Need satisfaction is a function of the speed and accuracy of executing a job step. If a customer cannot take the action described in the need quickly or if the variable in the need is inaccurate, this causes customer anxiety and low customer satisfaction.
Using speed and accuracy enables us to estimate the satisfaction level for each need. To assess speed, we consider the time it takes the customer to finish the action in the need with current solutions in the market including all manual execution activities. To assess accuracy, we estimate what percentage of the time the variable is inaccurate when the customer executes the job.

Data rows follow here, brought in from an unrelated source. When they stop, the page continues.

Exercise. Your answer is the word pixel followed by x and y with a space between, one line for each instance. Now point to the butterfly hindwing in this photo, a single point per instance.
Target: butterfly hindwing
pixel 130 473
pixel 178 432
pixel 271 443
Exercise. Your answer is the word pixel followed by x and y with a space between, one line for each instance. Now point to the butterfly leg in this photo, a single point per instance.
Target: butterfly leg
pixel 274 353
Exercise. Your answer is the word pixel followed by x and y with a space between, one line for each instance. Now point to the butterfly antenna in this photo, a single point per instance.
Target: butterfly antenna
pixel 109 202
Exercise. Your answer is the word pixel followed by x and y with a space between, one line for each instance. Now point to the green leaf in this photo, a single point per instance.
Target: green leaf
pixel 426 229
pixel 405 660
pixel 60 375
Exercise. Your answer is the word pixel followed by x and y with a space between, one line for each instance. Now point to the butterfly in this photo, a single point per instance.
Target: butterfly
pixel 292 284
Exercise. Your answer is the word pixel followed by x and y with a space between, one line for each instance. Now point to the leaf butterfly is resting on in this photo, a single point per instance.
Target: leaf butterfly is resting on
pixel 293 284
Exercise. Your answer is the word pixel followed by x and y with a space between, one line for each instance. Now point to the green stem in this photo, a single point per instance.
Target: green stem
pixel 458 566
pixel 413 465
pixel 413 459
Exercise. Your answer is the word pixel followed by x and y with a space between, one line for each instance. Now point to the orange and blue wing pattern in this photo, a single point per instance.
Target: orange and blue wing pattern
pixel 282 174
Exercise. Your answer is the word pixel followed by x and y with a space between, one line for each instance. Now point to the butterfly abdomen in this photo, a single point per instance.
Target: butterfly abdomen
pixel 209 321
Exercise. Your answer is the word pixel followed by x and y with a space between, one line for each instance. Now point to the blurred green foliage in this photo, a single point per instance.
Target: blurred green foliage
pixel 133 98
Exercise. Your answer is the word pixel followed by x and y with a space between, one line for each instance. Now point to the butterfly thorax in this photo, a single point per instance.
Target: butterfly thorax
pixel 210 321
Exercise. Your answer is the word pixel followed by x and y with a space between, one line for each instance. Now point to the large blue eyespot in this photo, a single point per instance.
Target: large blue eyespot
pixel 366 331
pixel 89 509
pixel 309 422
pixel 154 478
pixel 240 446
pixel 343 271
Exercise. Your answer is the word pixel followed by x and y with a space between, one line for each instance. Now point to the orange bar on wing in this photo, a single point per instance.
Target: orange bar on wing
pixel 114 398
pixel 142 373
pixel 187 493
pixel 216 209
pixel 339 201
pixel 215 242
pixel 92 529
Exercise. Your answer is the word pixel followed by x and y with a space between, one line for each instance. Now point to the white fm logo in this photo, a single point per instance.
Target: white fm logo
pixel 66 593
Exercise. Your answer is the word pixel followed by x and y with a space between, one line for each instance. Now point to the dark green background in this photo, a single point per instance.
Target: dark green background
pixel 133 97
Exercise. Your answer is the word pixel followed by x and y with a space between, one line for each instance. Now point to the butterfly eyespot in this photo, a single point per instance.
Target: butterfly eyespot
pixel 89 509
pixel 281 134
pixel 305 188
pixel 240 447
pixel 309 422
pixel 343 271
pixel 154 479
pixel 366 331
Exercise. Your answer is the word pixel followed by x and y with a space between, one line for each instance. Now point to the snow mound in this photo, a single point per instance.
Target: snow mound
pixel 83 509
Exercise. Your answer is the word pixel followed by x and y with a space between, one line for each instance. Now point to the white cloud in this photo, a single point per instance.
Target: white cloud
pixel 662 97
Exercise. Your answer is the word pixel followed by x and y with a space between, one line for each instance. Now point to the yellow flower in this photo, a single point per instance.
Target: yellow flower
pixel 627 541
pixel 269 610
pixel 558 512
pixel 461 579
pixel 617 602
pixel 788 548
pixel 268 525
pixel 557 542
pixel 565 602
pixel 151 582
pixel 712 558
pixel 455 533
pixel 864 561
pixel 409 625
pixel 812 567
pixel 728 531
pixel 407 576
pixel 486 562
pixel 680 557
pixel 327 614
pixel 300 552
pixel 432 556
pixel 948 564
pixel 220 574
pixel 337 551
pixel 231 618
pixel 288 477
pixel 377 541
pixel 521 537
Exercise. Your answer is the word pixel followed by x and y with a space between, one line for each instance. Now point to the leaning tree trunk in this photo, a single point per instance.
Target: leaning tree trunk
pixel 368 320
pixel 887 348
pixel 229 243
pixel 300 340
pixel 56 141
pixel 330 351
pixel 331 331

To validate the satisfaction and importance scores, we conduct a customer survey, asking job executors to rate each need on a scale of importance and satisfaction.
The percentage of customers who rate the need as important gives us an importance score. For example, if 97% of drivers say that determining the optimal sequence to make planned stops is important, then this need would have an importance score of 9.7.
We use the same method to calculate a satisfaction score for needs. For example, if only 12% of drivers say that determining the optimal sequence to make planned stops is satisfied, then this need would have a satisfaction score of 1.2.
An underserved market has high importance and low satisfaction levels. We calculate an opportunity score for a customer need using a simple formula: Opportunity = Importance + (Importance - Satisfaction).
An Unmet Need in "Get to a destination on time"
We can measure the speed and accuracy of the need determining the optimal sequence of planned stops by analyzing how a customer attempts to satisfy the need with competitive products.
For a busy person with multiple meetings, appointments, and errands throughout a day, determining the optimal sequence using Apple Maps or Google Maps would require entering destination A, calculating the time and the route to destination B. Then entering destination A, calculating the time and the route to destination C, comparing the two A to B and A to C routes, determining which was quicker and repeating the process for every possible combination of destinations.
The time it takes to do this and the accuracy of doing this with current products can be measured. With Apple Maps and Google Maps satisfying the need to determine the optimal sequence of planned stops is manual, time-consuming and inaccurate.
As a result, this is an unmet need in the market because a driver might not be able to determine the optimal sequence at all. You can use surveys to validate that the job executors perceive the need to be unmet, as this analysis indicates.